Claire Mougel : « La Transju m’attire toujours autant »

Claire Mougel, 3e l’an passé sur la Transju’classic, revient sur ce podium presque inattendu. La Vosgienne, future maman, ne sera pas au départ d’une édition support pour la première fois du label FIS marathon cup.

 

Claire Mougel, l’an passé vous terminiez sur le podium d’une Transjuclassic difficile. Quels souvenirs en gardez-vous ?

Participant au Nordic Classic Tour, j’ai couru la Transjuclassic, à laquelle je n’avais encore jamais participé auparavant puisque plutôt habituée de la 54 km skate. Sur ce point c’était déjà intéressant car c’était un nouveau projet et une nouvelle expérience à vivre.

Effectivement c’était une Transjuclassic difficile du fait des conditions météorologiques et de la neige très changeante… Ça ne glissait vraiment pas, c’est la première longue que je courrais dans des conditions si “scotchantes”! Mais la difficulté a rendu l’épreuve encore plus noble!

 


Quelle place revêt cette épreuve dans le palmarès d’une amoureuse des longues distances ?

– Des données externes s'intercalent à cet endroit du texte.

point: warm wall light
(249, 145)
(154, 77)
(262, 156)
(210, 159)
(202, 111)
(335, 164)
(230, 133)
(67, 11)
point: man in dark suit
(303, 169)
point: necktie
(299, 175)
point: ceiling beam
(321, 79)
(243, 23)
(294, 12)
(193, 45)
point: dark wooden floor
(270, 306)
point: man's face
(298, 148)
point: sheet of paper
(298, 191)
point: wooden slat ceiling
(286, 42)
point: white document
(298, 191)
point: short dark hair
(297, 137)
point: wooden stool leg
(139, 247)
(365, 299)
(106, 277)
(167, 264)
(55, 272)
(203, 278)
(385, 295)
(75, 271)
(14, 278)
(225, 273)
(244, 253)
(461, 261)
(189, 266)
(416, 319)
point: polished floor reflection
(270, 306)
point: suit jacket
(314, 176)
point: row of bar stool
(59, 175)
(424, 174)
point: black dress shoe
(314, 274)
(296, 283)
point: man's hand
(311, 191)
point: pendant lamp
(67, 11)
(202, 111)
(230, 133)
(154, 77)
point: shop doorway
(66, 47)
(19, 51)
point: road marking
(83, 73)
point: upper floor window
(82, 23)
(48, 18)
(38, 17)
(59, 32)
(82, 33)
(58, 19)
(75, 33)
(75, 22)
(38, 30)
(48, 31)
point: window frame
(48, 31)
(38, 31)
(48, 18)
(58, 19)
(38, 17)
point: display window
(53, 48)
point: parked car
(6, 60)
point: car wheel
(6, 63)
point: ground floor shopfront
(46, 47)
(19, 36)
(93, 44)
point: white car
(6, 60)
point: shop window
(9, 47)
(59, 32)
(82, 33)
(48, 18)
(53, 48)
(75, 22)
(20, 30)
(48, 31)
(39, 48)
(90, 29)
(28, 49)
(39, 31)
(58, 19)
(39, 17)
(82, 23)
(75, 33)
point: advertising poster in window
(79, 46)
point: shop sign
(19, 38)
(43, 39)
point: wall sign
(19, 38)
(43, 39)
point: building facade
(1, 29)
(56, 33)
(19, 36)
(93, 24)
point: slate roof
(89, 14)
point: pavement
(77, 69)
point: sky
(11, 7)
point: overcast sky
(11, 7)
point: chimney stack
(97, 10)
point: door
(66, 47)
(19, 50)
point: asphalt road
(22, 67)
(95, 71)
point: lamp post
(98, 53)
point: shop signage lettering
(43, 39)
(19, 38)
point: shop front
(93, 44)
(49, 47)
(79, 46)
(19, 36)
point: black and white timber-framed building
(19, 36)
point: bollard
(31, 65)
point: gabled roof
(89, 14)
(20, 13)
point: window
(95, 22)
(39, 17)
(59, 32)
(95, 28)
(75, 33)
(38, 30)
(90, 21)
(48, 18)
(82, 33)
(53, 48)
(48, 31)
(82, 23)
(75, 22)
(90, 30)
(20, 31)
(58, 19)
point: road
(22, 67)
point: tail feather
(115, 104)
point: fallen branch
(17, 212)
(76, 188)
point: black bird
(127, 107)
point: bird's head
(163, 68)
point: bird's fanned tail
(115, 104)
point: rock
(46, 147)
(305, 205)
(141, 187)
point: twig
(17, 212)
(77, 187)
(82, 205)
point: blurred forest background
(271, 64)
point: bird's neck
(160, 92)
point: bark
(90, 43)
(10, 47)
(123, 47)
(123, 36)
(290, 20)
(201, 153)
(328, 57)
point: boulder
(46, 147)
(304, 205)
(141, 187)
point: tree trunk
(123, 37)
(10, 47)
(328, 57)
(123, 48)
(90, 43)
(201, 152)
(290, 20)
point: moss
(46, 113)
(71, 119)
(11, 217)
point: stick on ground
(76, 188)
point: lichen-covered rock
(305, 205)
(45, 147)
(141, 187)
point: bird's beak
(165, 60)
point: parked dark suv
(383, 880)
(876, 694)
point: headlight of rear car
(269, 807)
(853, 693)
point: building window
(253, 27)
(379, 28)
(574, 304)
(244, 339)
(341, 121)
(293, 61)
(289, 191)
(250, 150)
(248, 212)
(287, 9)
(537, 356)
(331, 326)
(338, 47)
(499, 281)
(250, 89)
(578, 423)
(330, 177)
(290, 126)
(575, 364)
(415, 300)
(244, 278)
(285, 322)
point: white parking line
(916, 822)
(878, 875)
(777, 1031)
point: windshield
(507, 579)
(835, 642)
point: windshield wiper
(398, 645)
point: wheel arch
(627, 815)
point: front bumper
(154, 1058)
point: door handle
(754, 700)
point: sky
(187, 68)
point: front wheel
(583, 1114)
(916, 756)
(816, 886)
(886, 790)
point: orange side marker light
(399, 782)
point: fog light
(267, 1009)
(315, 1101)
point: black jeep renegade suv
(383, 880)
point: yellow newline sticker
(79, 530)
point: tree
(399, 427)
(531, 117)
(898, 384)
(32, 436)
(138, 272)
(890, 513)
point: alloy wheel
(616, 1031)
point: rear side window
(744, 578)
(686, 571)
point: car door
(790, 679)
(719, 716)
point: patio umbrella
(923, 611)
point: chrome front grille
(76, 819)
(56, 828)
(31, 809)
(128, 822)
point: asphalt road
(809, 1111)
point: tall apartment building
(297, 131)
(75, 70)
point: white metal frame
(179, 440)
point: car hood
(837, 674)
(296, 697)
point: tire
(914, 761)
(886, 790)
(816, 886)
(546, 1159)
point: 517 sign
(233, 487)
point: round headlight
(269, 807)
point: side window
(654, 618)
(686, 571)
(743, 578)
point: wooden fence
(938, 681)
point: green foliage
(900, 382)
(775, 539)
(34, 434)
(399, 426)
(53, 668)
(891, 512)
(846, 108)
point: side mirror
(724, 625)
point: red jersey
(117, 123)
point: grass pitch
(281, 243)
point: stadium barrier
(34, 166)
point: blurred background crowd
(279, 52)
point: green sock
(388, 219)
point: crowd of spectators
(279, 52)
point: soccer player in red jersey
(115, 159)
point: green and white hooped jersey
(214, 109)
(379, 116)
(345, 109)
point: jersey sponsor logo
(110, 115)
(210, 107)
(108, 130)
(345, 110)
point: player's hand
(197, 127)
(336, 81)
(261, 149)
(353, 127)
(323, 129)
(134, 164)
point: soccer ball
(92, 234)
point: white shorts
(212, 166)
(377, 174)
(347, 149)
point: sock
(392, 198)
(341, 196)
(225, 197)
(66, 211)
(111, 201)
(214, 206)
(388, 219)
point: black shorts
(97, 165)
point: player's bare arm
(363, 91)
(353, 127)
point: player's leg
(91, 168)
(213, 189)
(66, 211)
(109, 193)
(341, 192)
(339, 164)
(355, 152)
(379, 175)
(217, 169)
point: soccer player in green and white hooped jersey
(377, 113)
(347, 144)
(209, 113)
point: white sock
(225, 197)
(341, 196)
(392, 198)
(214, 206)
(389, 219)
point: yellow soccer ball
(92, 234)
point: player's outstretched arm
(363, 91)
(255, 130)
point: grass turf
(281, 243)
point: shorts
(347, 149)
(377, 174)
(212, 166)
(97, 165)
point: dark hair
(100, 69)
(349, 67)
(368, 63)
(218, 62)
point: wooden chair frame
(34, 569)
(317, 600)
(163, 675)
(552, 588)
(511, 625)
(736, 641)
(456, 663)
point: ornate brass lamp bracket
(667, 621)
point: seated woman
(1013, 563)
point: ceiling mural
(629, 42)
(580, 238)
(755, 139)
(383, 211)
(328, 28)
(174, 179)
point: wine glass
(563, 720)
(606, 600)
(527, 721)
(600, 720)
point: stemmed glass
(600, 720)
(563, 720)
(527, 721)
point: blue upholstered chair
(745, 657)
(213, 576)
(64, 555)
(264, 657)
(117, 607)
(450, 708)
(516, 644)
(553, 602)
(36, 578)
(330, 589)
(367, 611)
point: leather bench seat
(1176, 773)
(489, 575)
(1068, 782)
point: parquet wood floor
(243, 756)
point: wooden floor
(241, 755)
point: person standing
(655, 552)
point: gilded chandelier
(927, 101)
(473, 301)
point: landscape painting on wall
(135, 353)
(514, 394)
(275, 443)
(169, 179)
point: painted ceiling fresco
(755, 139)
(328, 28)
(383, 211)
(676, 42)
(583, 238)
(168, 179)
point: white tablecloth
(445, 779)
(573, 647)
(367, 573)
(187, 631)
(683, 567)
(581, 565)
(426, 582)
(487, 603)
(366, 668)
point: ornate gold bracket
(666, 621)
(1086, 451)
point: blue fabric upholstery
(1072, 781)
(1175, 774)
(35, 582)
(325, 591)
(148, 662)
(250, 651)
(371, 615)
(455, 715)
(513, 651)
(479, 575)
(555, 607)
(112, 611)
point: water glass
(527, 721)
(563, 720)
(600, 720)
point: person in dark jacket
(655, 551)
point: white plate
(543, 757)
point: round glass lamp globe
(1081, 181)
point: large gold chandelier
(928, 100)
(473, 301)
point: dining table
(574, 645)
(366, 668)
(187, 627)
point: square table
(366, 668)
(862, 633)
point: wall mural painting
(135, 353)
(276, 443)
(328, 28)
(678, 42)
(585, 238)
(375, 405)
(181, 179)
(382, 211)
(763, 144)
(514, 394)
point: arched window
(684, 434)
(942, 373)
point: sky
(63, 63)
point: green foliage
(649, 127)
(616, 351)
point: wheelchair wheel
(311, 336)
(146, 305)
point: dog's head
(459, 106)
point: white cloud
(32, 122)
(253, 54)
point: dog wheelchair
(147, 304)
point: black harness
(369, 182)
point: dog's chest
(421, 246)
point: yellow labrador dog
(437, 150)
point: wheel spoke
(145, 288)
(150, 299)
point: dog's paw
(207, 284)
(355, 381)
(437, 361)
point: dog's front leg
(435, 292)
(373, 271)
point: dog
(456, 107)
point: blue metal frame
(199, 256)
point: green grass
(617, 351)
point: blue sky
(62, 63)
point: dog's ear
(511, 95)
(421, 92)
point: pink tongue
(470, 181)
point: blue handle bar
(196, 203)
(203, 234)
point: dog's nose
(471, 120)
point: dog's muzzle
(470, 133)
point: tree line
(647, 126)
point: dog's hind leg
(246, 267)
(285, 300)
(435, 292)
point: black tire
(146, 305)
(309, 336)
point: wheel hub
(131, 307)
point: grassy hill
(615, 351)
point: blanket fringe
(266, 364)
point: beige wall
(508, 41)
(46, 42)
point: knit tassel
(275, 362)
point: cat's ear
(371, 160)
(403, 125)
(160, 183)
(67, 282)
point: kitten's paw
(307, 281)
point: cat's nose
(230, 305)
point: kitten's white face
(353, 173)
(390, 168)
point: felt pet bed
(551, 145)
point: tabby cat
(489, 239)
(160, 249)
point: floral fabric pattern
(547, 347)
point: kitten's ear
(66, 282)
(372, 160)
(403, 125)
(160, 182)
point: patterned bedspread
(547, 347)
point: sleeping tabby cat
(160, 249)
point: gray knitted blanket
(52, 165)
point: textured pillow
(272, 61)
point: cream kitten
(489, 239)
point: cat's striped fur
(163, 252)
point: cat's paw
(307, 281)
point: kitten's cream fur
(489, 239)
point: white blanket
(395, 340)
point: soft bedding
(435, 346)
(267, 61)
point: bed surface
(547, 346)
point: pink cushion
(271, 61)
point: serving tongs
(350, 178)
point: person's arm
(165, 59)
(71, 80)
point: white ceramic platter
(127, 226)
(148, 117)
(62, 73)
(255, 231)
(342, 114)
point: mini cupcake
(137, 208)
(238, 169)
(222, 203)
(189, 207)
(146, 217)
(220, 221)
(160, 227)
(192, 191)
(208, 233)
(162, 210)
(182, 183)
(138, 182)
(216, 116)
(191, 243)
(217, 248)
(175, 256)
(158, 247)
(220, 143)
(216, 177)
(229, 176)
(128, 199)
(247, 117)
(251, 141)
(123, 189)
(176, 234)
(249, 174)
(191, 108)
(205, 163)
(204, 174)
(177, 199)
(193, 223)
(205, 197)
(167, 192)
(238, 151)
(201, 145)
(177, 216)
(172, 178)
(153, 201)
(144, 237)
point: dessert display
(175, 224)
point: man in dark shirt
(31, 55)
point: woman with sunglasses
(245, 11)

La transjurassienne m’attire toujours autant. C’est une belle épreuve qui rassemble dans un même départ de masse, tous les amoureux du ski, professionnels, confirmés et débrouillés. Pourtant il faudra que chacun gère son propre effort.

C’est une course qui reste toujours singulière au fil des ans, aucune édition ne se ressemble; le type de neige, les conditions météorologiques ainsi que le parcours font que tous les ans c’est une nouvelle “Transju” qui nous est offerte.

 


Quels sont, selon vous, les points forts et/ou difficiles du parcours ?

Pour ma part, les parties difficiles sont les parties plates! Ce n’était donc pas une mince affaire pour moi car le Jura est assez plat comparé aux Vosges… Mais pour d’autres, ces longs plateaux sont un atout car l’effort est constant et plus régulier.

La montée du Risoux marque la course et est un point stratégique ou la gestion de l’effort est de rigueur pour pouvoir poursuivre sa course sans baisse de régime.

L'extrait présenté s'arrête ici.